Irak da bu yeni siyasi stratejiden payına düşeni almış, Şii ve Sünni Müslümanlar ile Kürtler, Türkmenler, Hıristiyan Asuriler ve Yahudilerden oluşan karmakarışık bir yapının içine çekilmişti.
Bugün Ortadoğu’da yaşanılan çatışmanın temelinde işte bu yapay sınırlarla oluşturulan devletlerin karışık ‘etnik ve mezhepsel’ farklılıkları yatıyor. Bu coğrafyada kurulan Yahudi devleti varlığını belki de bu yapıya borçludur.
Ortadoğu böylesi yapılanırken Türkiye Cumhuriyeti kuruluşundan 1938’e kadar geçen sürede Anadolu’da çıkarılmış isyanları bastırmakla uğraştı.
1925 Şeyh Said isyanı bir dönüm noktası olmuş, bu isyandan kaçanlar Suriye, Lübnan ve Irak’ta yeniden bir araya gelmiş, yeni tuzaklar peşindeydi. Baştan beri izlediğimiz bir tek Seyit Abdulkadir zorunlu olarak oyun dışı kalmış, diğerleri ise -Babanlar, Bedirhanlar ve Abdulkadir’in yerini alan küçük Seyit Taha- hep iş başındaydı.

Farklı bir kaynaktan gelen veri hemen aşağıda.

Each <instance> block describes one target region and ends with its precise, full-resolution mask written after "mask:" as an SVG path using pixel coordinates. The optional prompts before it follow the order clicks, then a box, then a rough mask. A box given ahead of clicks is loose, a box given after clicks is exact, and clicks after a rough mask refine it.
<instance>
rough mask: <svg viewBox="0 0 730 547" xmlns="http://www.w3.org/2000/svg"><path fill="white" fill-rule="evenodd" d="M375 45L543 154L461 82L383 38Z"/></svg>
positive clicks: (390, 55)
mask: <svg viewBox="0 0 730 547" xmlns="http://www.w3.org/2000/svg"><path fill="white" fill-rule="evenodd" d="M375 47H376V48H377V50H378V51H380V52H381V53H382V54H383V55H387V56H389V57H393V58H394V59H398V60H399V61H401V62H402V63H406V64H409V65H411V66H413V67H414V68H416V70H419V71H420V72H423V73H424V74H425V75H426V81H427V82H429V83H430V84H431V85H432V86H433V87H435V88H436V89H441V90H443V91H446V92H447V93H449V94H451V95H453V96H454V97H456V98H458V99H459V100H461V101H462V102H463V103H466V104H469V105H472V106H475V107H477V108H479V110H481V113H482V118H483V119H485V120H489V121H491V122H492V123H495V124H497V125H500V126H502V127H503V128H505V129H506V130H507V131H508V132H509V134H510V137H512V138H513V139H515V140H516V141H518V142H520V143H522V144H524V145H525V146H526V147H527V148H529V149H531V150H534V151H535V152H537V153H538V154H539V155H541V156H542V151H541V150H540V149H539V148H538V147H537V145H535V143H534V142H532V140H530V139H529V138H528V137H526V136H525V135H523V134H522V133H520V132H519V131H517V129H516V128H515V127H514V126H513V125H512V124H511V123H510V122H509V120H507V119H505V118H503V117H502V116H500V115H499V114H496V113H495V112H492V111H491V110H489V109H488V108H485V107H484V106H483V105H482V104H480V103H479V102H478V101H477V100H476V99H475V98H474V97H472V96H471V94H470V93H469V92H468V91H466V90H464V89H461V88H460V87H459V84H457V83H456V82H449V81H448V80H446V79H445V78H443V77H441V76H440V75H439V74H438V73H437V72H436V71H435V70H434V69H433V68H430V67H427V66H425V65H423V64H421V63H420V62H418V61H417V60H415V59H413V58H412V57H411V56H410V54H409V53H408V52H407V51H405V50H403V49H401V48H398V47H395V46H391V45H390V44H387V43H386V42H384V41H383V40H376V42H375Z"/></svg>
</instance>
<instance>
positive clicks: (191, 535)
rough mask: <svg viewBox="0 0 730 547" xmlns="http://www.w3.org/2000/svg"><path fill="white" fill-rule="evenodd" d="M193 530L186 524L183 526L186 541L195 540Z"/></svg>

Öte yanda tüm bu işler İngilizler tarafından çevrilmiş olduğu için, Sovyet Rusya’nın Ortadoğu’da bu yeni haritaların çiziminde bir etkisi olmamıştı yani oyun dışı kalmıştı.
1939’da İkinci Dünya Harbi başladı; Türkiye tarafsızdı, savaşa girmedi.
Sovyet Rusya’nın ise bu kez bu yeni oyundan çekilmeye niyeti yoktu ve kartlar açıldı…
Ve Rusya tıpkı Çar Deli Petro’nun vasiyetinde olduğu gibi Suriye’ye girdi ve çıkmaya da niyeti yok!
Rusya’nın hedefi, IŞİD’i bahane gösterip Ortadoğu’da savaşı uzatmak ve bir şekilde Türkiye’yi bu savaşın içine çekmek ve sonrasında da Türkiye’yi hedef almak!
Türkiye, tarihten ders çıkarıp bu oyunu bozmalıdır.